Tout d’abord les révolutionnaires. Coincés dans les mêmes contradictions, précédemment citées, LO et le NPA tombent dans le fétichisme et le romantisme également, fétichisme d’une classe disparue pour LO, romantisme révolutionnaire pour le NPA. S’il est clair que les discours tenus par ces derniers sont indéniablement justes et recouvrent l’actualité que la crise capitaliste permet, ils ne s’appuient aujourd’hui sur aucune classe ou aucune masse permettant la mise en œuvre de leur programme. A ce titre nous aurions souhaité qu’Anasse Kazib puisse être le candidat révolutionnaire lors de cette élection, sa vision du monde antiraciste et anticapitaliste semble la plus cohérente et la plus à même de trouver un écho dans la situation actuelle. Malheureusement, le système a verrouillé cette candidature ; mais il ne ne fait aucun doute qu’il a planté en 2022 des graines qui fleuriront plus tard.
Le réformisme, donc. L’analyse concrète de la situation concrète n’est pas un choix par défaut, au contraire, elle nous permet de faire le choix nécessaire. Nous le pensons, L’Union populaire est la seule possibilité efficiente d’une bifurcation vers le progrès social et humain d’une société bloquée aujourd’hui dans le conservatisme et la réaction.
La première force de L’Union populaire est son programme, fruit d’une vision cohérente de la société.

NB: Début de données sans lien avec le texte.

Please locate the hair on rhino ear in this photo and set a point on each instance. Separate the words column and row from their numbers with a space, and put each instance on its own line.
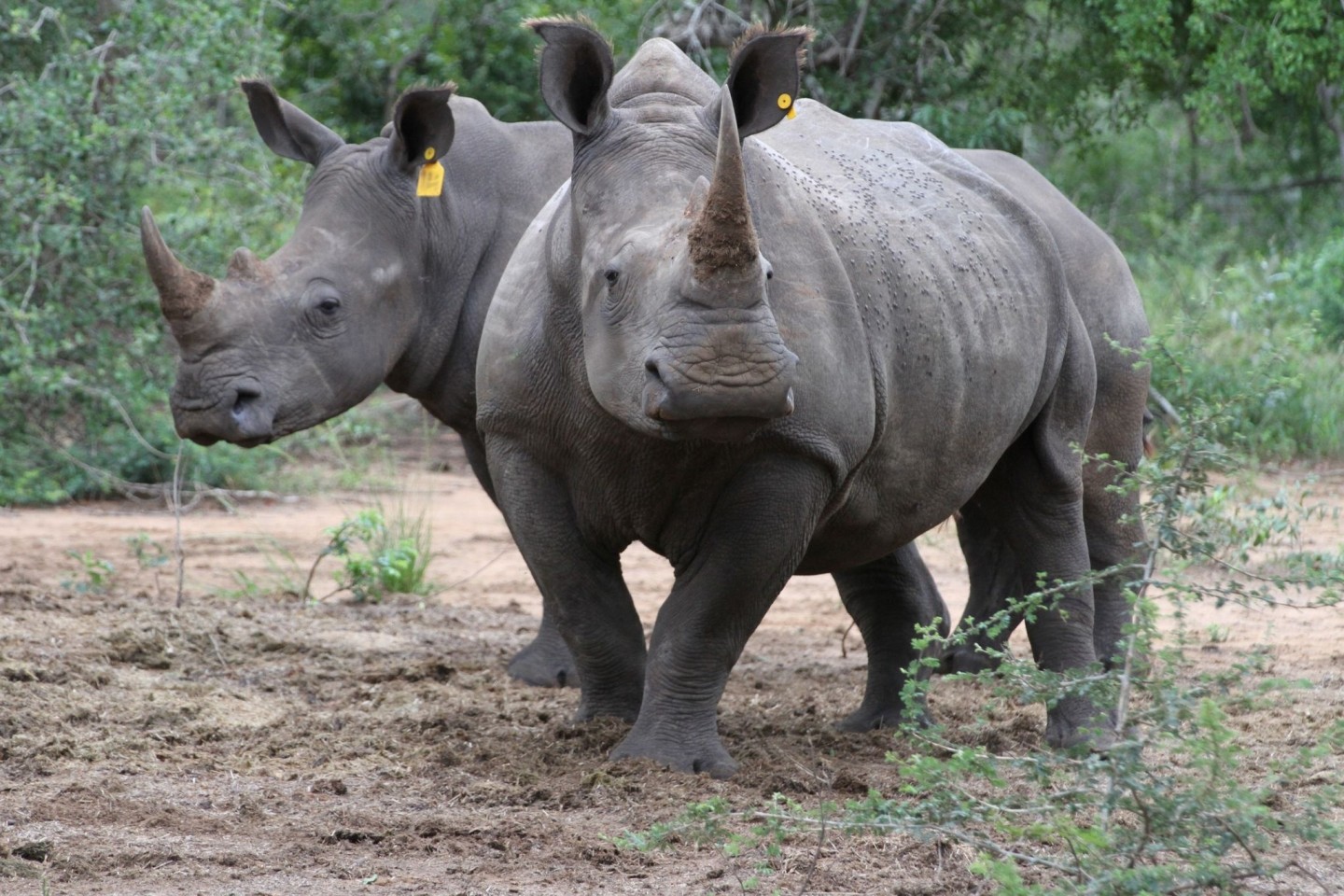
column 422, row 127
column 576, row 72
column 286, row 128
column 763, row 74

Ce dernier propose un nouveau consensus capital/travail an s’appuyant sur une division du travail concrète et en adéquation à la réalité. Il prend acte d’une classe productive éparpillée : des ouvriers non qualifiés aux cadres moyens. De cela découle un programme cohérent de répartition plus juste de la valeur ajoutée. Cette répartition s’appuie sur un changement intellectuel radical dans la gauche de gouvernement : la sortie du fétichisme du marché régulateur. « Le marché c’est le chaos », formule répétée à l’envie par Jean-Luc Mélenchon, prouve l’efficience de l’analyse de départ et donc la fonctionnalité de son programme. La situation lui donne raison, les leviers mis en jeu par la bourgeoisie pendant la crise Covid s’apparentent bien plus à de la planification et de la socialisation qu’au « laisser faire » libéral. Enfermée dans sa fausse conscience, la bourgeoisie conservatrice va tenter de revenir au libéralisme. Pour le pire. Des mesures interventionnistes radicales sont nécessaires et peuvent trouver un appui au sein même de la part la plus progressiste de la bourgeoisie.
Enfin, sur un plan concret, le nombre de mesures capables de changer la vie des classes sociales les plus violentées par la crise capitaliste est conséquent : hausse du smic, retraite à 60 ans, retour de services publics gratuits, etc. Rien que pour cela, un choix rationnel oblige à se diriger vers L’Union populaire.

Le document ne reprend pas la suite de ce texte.